On the right figure, the two chromatids of the red chromosome are not properly separated during anaphase of mitosis. The ploidy of the daughter cells has changed.
Meiotic nondisjunction
Nondisjunction can also happen during meiosis I or meiosis II. Subsequent fertilization event yields zygotes with aneuploid states.
Left: secondary nondisjunction during meiosis II resulting in 2N, 2N, 2N+1, 2N-1 zygotes. Right: primary nondisjunction during meiosis I resulting in 2N+1, 2N+1, 2N-1, 2N-1 zygotes.

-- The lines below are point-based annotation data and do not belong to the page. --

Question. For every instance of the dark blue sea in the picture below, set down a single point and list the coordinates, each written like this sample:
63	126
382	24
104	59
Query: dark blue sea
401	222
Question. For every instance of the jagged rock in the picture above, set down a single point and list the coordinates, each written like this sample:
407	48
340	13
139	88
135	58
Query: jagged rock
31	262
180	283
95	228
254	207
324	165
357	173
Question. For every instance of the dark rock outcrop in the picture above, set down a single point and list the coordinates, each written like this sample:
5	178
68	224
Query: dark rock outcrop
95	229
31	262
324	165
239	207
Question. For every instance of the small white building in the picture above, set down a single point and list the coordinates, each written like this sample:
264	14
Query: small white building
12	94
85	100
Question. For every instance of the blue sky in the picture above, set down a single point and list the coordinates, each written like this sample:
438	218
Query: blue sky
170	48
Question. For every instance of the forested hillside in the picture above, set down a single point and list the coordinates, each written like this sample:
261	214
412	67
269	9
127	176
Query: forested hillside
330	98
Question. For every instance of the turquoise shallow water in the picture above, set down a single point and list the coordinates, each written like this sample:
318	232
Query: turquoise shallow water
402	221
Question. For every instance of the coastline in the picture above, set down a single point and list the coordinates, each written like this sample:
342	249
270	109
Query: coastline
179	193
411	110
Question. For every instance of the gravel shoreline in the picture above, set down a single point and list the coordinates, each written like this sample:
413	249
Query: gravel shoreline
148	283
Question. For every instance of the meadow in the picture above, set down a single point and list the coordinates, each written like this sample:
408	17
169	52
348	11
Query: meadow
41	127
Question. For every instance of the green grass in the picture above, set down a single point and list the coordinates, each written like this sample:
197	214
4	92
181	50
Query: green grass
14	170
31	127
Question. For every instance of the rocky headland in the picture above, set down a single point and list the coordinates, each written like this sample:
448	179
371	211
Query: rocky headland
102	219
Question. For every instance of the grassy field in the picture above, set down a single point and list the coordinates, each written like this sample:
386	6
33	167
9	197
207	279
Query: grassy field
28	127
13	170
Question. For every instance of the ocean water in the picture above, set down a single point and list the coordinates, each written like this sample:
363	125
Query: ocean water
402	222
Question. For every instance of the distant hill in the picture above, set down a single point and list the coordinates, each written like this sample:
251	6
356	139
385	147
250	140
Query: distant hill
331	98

Nondisjunction during meiosis I or meiosis II results in daughter cells with aneuploid states (2N+1 and 2N-1). The presence of diploid cells (left example) indicates secondary nondisjunction.
Down syndrome
Down’s Syndrome is a common genetic abnormality referred to as Trisomy 21. Instead of having the complement of 46 chromosomes of 22 homologous pairs plus 2 sex chromosomes, there are 47 chromosomes consisting of an additional Chromosome 21.
Down syndrome karyotype.
Turner syndrome
The default gender for mammals is female. The absence of second sex chromosome defaults to a female with Turner syndrome. This individual will have a karyotype of 45 chromosomes and is referred to as X0.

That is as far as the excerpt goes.